The projectile bounced off and broke open on the floor, the box’s contents of silver chains spilling out. A gasp from the spectators crowding the hall went unheeded between the tw
o combatants.
“Don’t,” I wailed.
But he did. Lexi made a fist. A quarter second later—as my brother’s punch continued its harmless arc through the air where my mate had stood a second before—Trowbridge delivered a left-handed, lights-out blow straight to Lexi’s jaw.
Chapter Sixteen
My twin’s heels dug into the ground as he clawed at Trowbridge’s foot. An understandable reaction, considering the foot was pinned across his neck, slowly choking him.
“Let him go,” I sobbed, tearing at Cordelia’s grip.
“Steady,” she cautioned in my ear. “Have a bit of sense.”
If I had a shred of that, I’d never have fallen in love with a Were in the first place.
My True Love stared down at my writhing brother, his expression merciless and savage as he observed my twin’s color mottle into an ugly puce. “How does it feel to wear a collar?”
“You’re suffocating him!” I cried. “He can’t breathe!”
“He stinks of sun potion. Do you know why he swallows that shit? It’s to keep his wolf from coming out. He likes to keep that hidden under his hat. Don’t you, you bastard?” Trowbridge let Lexi writhe for another four seconds before he eased off. “Just like you enjoy hunting your own kind.”
“No.” My nails cut into Cordelia’s wrist. “I know my brother.
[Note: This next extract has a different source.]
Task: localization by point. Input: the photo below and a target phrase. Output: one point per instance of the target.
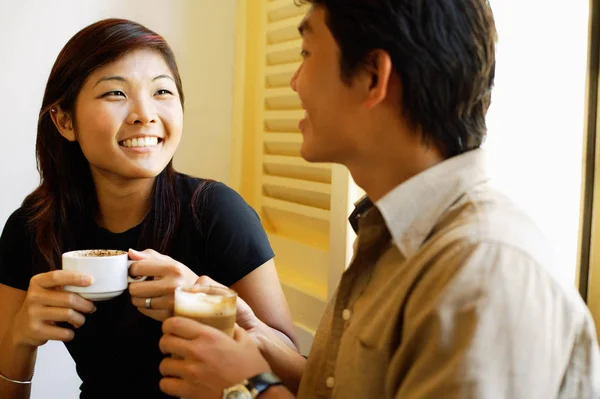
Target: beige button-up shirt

He wouldn’t—”
“You know him, do you? Do you know anything about his life in Merenwyn? Or mine?” Hot rage blistered his tone. “Do you know that the Weres of that realm hold the Pool of Life as sacred as the Fae? Do you know your brother gets his hunters to set wolf traps around the pool and every spring that empties into it?”
No. That I didn’t know.
Trowbridge’s eyes examined me—for what? An answer? An apology? How could I frame an adequate response for either? “Go to the Pool of Life,” that’s what I’d told his wolf. And now my mate waited, head tilted, for an explanation. They trap Weres in Merenwyn. Mute with horror, I covered my mouth with my hands and something died in his eyes.